In December 2016, Dhlakama announced a surprise truce with the government in the major first step towards a possible formal peace deal.
The reforms, currently under debate in parliament, would allow voters to directly elect provincial governors, who at present are appointed by the president.
But Renamo’s demands for better integration of its supporters into the police and military remained a major sticking point in discussions.
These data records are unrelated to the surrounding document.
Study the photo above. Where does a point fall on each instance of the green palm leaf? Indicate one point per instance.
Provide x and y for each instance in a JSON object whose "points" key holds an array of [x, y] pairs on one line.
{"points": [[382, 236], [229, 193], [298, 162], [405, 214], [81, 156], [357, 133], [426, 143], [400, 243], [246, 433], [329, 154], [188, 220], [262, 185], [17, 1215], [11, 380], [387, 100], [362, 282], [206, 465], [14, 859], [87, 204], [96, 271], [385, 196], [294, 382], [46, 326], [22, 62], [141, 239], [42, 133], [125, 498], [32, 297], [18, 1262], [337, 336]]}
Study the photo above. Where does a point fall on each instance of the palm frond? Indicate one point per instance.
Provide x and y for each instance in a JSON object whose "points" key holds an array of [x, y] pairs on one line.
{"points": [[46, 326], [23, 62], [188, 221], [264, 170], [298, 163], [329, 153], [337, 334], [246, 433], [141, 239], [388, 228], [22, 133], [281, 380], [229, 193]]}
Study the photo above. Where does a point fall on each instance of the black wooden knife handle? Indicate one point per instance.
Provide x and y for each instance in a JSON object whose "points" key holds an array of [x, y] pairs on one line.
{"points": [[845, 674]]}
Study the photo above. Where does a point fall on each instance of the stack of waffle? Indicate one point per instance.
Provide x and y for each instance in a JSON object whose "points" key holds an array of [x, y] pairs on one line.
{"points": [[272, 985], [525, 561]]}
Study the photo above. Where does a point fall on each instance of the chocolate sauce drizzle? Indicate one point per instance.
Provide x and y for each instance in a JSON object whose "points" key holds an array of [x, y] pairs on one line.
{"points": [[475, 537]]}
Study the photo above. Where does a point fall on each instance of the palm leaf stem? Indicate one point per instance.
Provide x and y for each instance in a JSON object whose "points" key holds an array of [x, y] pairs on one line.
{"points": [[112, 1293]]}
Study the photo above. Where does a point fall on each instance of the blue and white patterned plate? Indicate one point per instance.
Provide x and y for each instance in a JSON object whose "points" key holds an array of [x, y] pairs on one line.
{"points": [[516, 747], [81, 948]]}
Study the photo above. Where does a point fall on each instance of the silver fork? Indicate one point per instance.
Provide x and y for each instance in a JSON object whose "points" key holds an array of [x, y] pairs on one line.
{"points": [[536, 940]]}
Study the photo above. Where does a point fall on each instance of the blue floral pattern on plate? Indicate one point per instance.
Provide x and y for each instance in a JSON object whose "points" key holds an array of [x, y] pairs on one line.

Any peace deal would likely require the disarmament of Renamo’s armed wing which has been maintained since the end of the civil war.
Dhlakama repeatedly stood as an unsuccessful presidential candidate in elections, despite alleging electoral fraud.
“I appear as the spokesman for the poor,” he told AFP before losing the 2014 poll. “People believe that I can set in motion a democratic change of government.”
Mozambique will hold presidential, legislative and provincial elections in October 2019, with observers saying Renamo has recently increased its public support.
Frelimo has ruled the country since independence from Portugal in 1975.
Low-level violence erupted between government troops and Renamo (Mozambique National Resistance) from 2013 to 2016, with the discovery of mass graves of recent victims fuelling fears that the country was heading back to war.
The fighting often centred on the country’s main roads, with Renamo – which also holds seats in parliament – attacking government convoys and civilian vehicles, and soldiers accused of ruthlessly targeting suspected rebels.
The violence forced thousands of people to flee to government-run camps, relatives’ homes or across the border to Malawi and Zimbabwe.